Future increase of heat stress productivity losses relatively low in Europe
Photo: Bill Jacobus (www.flickr.com)
The expected strong increase of the number of people exposed to heat-humidity extremes will probably have substantial economic implications due to losses in productivity of workers. According to some estimates, global gross domestic product (GDP) could be lower by 2.6% – 4% in 2100 due to heat stress under a high-end scenario of climate change. The impact will be strongest in tropical and sub-tropical regions of the world. Also in Southern Europe, the number of days with high heat stress will strongly increase. Scientists project an increase by 5-15 days and 30-50 days in an average year by the end of the century for a low-end and high-end scenario of climate change, respectively.
Heat stress impacts
Recently, results have been published on labour productivity loss in Europe at different times in this century. The results are based on a high-end scenario of climate change and, therefore, represent a worst-case scenario.

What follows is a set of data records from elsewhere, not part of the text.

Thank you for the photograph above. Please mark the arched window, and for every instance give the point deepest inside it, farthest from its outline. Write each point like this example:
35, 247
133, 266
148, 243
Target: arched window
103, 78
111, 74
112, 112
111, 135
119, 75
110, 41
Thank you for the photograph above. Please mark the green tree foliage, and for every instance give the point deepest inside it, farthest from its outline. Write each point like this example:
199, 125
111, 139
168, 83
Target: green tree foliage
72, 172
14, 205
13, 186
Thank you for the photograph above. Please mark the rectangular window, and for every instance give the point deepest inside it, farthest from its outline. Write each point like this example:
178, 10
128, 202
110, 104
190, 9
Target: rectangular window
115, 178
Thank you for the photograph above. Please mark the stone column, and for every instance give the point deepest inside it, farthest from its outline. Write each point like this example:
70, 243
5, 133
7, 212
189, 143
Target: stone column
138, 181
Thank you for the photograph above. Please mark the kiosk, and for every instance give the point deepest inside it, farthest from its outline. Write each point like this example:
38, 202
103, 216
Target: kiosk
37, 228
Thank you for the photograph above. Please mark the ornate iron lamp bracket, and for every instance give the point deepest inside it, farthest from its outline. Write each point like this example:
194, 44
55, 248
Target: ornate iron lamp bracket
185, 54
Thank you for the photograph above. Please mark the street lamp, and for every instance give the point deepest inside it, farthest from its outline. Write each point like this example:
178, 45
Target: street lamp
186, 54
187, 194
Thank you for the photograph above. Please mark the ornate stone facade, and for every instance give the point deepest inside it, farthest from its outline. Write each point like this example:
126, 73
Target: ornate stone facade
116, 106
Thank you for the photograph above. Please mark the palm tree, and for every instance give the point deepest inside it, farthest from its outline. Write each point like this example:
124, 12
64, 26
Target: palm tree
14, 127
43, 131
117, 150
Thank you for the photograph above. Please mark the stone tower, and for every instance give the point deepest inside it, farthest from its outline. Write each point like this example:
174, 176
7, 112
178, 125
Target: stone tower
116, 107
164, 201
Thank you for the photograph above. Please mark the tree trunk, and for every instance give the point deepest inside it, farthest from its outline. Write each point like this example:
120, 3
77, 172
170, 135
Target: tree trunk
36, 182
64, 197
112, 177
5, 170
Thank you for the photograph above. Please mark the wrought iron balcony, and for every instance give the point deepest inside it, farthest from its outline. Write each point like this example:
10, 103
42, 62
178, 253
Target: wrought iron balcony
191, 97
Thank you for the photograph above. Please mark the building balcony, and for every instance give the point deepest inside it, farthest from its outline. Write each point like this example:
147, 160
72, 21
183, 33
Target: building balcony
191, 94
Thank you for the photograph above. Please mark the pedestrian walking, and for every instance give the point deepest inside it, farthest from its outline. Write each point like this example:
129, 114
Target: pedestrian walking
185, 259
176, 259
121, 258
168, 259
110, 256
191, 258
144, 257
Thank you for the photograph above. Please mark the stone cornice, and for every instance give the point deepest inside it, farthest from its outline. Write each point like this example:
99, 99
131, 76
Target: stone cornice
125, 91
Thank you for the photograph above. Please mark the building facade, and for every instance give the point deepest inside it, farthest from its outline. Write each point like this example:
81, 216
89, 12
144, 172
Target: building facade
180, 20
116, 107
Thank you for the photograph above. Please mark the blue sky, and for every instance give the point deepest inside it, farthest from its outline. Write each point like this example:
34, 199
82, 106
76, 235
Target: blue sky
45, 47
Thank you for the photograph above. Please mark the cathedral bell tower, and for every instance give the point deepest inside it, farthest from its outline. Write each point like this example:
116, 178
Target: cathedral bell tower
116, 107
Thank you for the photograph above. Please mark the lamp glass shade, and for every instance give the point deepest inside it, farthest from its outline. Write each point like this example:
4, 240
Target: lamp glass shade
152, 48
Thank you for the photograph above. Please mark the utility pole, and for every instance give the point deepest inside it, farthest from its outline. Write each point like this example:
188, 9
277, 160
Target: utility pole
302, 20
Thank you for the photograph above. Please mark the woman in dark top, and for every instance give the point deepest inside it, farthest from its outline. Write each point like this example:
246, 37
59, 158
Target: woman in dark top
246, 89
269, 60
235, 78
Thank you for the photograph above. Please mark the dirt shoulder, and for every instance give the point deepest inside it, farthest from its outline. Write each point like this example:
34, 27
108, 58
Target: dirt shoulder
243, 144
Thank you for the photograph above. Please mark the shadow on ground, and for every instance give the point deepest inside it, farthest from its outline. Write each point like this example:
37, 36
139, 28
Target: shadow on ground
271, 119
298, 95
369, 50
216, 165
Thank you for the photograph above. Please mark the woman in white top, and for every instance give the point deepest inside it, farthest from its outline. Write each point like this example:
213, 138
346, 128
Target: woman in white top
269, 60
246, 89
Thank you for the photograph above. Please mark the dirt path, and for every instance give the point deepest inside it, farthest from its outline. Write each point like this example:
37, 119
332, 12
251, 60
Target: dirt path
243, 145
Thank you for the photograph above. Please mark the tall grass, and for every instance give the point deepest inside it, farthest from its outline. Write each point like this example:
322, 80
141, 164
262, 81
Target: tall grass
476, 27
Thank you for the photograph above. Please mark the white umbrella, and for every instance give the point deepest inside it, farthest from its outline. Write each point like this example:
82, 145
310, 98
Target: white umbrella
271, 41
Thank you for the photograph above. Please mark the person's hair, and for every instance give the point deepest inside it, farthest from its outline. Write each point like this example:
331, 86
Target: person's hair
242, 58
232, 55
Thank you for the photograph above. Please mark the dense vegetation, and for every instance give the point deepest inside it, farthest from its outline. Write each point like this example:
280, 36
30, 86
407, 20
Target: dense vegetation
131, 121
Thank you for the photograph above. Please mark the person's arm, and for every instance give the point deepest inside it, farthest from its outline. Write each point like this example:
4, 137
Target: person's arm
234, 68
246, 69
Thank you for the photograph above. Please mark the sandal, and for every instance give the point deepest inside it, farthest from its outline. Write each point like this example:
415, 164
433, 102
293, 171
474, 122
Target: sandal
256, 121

Heat stress is represented by the combination of temperature, humidity, wind speed and solar exposure. Heat stress was calculated for a high-end scenario of climate change from the results of 11 regional climate models. The impact of heat stress on labour productivity loss was calculated for four work categories that vary in the exposure to heat stress from the lowest exposure for workers undertaking light work indoors to the highest exposure for workers in agriculture and construction working outdoors in the sun. The average impact was calculated for 30-year time slices representing the 2020s, 2050s and 2080s. A 30-year time slice representing the 1990s was selected as a reference.

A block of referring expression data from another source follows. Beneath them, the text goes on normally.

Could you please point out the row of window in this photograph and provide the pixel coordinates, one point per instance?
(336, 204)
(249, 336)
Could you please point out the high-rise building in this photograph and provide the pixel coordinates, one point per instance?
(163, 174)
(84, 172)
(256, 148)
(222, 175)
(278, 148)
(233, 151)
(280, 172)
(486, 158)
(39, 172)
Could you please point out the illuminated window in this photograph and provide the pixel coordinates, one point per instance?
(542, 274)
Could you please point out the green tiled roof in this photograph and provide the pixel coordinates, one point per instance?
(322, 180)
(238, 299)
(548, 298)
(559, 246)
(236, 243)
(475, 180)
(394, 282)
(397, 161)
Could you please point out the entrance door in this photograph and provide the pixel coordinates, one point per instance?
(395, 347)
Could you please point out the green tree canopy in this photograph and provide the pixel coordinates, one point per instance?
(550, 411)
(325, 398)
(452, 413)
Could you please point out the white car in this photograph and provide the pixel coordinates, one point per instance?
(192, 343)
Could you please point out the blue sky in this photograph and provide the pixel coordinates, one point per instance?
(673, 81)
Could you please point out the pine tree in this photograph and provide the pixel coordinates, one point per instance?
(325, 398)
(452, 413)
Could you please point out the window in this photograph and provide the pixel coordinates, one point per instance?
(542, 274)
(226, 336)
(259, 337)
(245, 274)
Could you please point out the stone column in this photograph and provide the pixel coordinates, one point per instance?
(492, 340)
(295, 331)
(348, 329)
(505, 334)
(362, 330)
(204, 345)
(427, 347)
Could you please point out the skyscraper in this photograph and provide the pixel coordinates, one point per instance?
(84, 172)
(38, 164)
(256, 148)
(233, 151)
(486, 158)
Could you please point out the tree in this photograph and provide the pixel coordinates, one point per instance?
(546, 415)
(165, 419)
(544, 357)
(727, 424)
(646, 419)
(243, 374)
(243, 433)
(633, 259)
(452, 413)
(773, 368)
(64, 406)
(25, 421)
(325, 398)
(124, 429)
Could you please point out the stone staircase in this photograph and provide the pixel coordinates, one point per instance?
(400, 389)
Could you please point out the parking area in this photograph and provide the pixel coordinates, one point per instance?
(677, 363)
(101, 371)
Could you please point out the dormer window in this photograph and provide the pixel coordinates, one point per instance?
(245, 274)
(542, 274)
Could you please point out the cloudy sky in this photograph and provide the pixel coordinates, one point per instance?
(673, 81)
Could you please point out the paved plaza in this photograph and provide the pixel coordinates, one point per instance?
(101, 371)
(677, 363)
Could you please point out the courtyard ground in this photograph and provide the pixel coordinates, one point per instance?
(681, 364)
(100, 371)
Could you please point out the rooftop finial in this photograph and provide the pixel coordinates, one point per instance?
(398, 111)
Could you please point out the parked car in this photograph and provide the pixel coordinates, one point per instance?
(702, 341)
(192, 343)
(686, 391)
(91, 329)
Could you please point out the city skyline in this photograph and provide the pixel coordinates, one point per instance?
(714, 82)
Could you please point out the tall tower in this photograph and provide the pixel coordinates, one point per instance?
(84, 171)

Without adaptation to the increasing heat stress, the average productivity loss in Europe, compared to the reference of the 1990s, is projected to be 0.1%, 0.3% and 0.7% of Europe’s GDP for the time horizons of the 2020s, 2050s and 2080s, respectively. The worst-case scenario losses could be around three times larger and reach, respectively, 0.3%, 0.8% and 1.6%.
These averages mask underlying diversity of regional impacts. Future production losses are largest in southern European regions: south of Spain, then along the Mediterranean coast through France and Italy, Croatia and Greece. In this part of Europe, productivity losses can reach 3% of a country’s GDP by the 2080s on average, and up to 8% in the worst-case scenario. This is not only due to a relatively high heat stress. In this part of Europe, a large part of the population works in agriculture, forestry and fishing, with a high exposure to heat stress. Quite high productivity losses are also estimated for Romania, where a large part of the population works in the category of high exposure to heat stress.
The estimated productivity losses are lowest for northern European countries and would not exceed 0.23% of the GDP even in the worst case.
Positive effects of adaptation
Adaptation could alleviate the negative impacts of heat stress. The authors of this study looked at the effects of two different types of measures: more space cooling and an increasing use of robotic exoskeletons. The use of wearable robotics, the authors assume, will allow reducing the physical workload of humans from heavy to moderate. The authors conclude that adaptation can reduce the productivity losses by around 40%. In the short term – the 2020s – air conditioning would be most effective. In the longer term – the 2050s and 2080s – robotic solutions would have become an effective adaptation method.